- Minerals that lie in the belt of asteroids between Mars and Jupiter hold mineral wealth equivalent to about $100 billion for every individual on Earth.
- Quickly evolving technology is making landing on asteroids an increasing likelihood.
- A lack of legal clarity about ownership of space resources makes things difficult, according to experts.
The race to space traditionally has advanced with exploration and even tourism in mind, but space-mining is looking like an increasingly legitimate idea, opening the possibility of a new civilization — and profits — on another planet.
Tesla CEO Elon Musk's SpaceX and Amazon CEO Jeff Bezos' Blue Origin aim to make space tourism a reality, and ultimately to let humans live on other planets. Now, technology has made landing on an asteroid appear increasingly possible.
Take SpaceX, for example.
The launch of the Falcon Heavy space shuttle and the successful return of two of its three boosters may make it possible to carrying heavier payloads into space and could lower the costs of launches.
Noted astrophysicist Neil deGrasse Tyson, among others, have claimed that the world's first trillionaire will make his or her fortune in space minerals. According to NASA, the minerals that lie in the belt of asteroids between Mars and Jupiter hold wealth equivalent to a staggering $100 billion for every person on Earth.
There's a lack of legal clarity over the ownership of space resources, however, and laws presiding over space are largely ambiguous in general, according to Ian Christensen, the director of private sector programs at the Secure World Foundation, a space-related think tank.
"There are some gaps in the law, and some things need to be clarified to provide more certainty on current laws," Christensen told CNBC, adding there is no single authority responsible for the allocation of resources in space.
The most comprehensive law today is the United Nations-sponsored Outer Space Treaty of 1967, but confusion between countries remains.
"When it comes to the use of space resources, the area is fairly vague and it can be interpreted in either direction," Rebecca Keller, a senior science and technology analyst at political risk consultants Stratfor told CNBC. "Governments and even experts in the field are still debating over the appropriate uses of these resources, and it remains a difficult question to answer."
Today, national governments issue licenses to parties that want to conduct activities in space, and the countries where private companies operate are responsible for enforcing regulations.
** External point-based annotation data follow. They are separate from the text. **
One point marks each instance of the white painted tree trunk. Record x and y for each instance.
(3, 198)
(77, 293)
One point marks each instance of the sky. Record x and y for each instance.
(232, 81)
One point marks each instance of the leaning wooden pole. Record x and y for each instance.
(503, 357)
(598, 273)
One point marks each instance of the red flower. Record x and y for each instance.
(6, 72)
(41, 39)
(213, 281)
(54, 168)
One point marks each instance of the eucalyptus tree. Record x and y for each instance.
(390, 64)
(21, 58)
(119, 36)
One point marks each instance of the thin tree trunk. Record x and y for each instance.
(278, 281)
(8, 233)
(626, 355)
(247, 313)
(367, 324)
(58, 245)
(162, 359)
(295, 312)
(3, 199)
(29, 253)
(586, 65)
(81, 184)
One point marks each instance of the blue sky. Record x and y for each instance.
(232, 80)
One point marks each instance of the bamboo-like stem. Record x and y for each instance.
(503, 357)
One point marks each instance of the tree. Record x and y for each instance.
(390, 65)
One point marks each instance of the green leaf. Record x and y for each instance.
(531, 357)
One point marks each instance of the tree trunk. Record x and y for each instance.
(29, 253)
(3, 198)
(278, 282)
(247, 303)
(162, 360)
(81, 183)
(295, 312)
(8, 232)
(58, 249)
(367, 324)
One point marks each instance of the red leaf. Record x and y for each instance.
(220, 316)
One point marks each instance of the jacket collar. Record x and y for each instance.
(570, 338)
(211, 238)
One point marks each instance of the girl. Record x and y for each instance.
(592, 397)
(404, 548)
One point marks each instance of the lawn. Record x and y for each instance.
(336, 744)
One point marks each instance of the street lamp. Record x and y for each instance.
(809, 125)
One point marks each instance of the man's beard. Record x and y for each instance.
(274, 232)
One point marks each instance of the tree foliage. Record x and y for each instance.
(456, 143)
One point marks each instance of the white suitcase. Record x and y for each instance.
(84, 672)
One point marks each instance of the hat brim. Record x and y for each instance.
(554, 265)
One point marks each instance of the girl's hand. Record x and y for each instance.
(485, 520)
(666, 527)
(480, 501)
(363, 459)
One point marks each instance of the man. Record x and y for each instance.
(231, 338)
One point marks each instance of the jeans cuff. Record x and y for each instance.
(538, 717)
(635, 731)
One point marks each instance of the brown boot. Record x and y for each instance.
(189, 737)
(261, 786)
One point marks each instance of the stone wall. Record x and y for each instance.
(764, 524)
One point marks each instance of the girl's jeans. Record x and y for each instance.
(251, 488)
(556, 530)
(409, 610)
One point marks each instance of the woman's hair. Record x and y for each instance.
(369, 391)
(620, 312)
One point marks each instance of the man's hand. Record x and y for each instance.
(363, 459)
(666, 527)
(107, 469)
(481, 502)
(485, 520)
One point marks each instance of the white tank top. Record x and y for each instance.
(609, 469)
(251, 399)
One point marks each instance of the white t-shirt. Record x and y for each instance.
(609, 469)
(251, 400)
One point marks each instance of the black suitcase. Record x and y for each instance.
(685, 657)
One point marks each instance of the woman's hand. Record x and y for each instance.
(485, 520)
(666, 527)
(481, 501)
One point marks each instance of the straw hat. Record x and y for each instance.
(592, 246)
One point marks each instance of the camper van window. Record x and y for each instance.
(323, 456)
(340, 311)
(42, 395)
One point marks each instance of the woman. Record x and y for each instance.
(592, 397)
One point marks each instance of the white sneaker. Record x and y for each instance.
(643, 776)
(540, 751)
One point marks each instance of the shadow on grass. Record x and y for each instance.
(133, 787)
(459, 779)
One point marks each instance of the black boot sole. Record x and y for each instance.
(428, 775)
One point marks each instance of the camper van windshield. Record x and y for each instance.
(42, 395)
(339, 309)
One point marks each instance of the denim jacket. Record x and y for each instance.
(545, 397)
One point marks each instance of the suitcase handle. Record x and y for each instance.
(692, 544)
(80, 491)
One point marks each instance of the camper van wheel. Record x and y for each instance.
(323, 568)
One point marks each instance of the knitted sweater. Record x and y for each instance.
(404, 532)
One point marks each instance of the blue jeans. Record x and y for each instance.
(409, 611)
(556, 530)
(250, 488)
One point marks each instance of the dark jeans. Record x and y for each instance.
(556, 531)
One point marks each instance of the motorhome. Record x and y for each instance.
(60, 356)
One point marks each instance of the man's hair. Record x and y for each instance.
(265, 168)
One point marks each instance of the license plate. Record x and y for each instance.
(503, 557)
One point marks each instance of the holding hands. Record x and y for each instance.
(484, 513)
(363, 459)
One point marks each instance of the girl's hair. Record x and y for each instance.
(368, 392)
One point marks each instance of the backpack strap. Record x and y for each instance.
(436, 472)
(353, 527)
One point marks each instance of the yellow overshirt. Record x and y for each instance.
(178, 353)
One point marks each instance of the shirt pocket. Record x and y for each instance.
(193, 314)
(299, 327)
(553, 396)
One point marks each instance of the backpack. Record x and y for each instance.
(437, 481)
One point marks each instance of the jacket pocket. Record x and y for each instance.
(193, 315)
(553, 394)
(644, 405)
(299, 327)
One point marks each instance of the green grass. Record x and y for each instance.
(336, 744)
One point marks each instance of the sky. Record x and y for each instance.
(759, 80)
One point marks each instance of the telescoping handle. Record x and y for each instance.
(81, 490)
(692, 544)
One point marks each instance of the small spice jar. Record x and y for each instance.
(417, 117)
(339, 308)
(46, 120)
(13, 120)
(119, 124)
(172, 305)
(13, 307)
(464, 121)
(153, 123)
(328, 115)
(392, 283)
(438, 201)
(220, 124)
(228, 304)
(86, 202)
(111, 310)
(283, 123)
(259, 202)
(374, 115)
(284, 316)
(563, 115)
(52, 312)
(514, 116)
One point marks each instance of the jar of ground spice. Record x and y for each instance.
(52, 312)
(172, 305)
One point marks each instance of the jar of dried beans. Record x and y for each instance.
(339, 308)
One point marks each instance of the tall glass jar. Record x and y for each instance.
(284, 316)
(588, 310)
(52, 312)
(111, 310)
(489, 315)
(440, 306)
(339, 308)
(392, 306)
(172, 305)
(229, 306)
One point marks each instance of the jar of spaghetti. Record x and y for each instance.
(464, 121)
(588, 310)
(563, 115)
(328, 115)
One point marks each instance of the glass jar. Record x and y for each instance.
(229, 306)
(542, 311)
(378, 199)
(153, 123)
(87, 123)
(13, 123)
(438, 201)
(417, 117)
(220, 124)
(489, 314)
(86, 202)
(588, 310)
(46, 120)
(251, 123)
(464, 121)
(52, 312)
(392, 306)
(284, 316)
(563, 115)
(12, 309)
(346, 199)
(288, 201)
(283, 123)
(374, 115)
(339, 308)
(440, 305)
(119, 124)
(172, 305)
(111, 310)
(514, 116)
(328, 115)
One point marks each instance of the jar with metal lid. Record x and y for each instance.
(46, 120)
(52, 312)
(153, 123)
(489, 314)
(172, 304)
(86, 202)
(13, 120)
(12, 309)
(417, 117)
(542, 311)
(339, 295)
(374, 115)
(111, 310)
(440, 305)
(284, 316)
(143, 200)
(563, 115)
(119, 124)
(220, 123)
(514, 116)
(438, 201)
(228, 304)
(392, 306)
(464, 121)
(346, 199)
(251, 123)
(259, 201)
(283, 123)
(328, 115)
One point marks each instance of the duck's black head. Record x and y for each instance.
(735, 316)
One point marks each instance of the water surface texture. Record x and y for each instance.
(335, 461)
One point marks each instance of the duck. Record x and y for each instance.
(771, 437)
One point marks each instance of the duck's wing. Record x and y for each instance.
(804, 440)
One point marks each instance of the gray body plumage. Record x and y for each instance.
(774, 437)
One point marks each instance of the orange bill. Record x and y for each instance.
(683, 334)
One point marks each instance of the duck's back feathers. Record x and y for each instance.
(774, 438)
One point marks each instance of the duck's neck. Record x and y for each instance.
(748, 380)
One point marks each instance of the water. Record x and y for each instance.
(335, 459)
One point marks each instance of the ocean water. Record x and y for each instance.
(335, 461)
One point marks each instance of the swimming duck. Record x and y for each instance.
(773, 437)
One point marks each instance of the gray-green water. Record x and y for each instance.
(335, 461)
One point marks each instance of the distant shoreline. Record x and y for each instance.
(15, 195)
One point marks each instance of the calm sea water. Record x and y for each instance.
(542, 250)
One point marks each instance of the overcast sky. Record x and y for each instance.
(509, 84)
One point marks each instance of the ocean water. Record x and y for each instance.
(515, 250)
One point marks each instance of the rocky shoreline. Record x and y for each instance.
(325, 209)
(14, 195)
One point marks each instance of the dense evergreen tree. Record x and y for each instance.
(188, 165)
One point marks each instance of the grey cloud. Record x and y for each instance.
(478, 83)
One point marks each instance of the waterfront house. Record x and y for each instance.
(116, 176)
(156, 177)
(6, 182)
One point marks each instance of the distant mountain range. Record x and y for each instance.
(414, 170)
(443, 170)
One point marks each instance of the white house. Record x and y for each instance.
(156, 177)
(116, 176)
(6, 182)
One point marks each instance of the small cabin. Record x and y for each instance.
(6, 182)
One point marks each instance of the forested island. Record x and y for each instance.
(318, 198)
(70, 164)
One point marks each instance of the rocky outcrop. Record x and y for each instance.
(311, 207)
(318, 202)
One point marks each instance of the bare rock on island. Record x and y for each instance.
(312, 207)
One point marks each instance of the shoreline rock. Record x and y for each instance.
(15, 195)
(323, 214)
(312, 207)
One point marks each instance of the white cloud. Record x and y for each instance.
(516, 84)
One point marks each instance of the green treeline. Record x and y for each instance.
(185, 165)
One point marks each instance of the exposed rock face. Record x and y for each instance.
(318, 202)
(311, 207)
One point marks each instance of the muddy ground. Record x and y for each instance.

"Enforcement is done by national government authorities, but a specialized space authority does not exist yet," Christensen said.
Space is becoming more crowded, with a surge in the number of companies looking to reap the benefits. Keller said that governments will have to restrict and control the expansion of private interests in the future.
One way to do that could be in the same format as existing climate agreements. Admittedly, the climate change agreements suffer from a lack of enforcement powers, but they do bring people to the table, which is a good start, she added.
"Legislation lags behind technology, almost every time," Keller said, and an accord should be struck in order for concerns to be heard equally across the board.
Current limitations to space exploration and travel capabilities mean that space mining would develop as a relationship between the private sector and the government, said Christensen, who added that he would not rule out the privatization of space activities once the industry matures.
Regardless of how it unfolds, it's likely that anything mined in the early stages will be used in space — not moved to Earth.
"The first step for space mining still lies in space — by using the resources mined to build in space until more technology is established," Keller said. "Until then, activities will likely remain in space."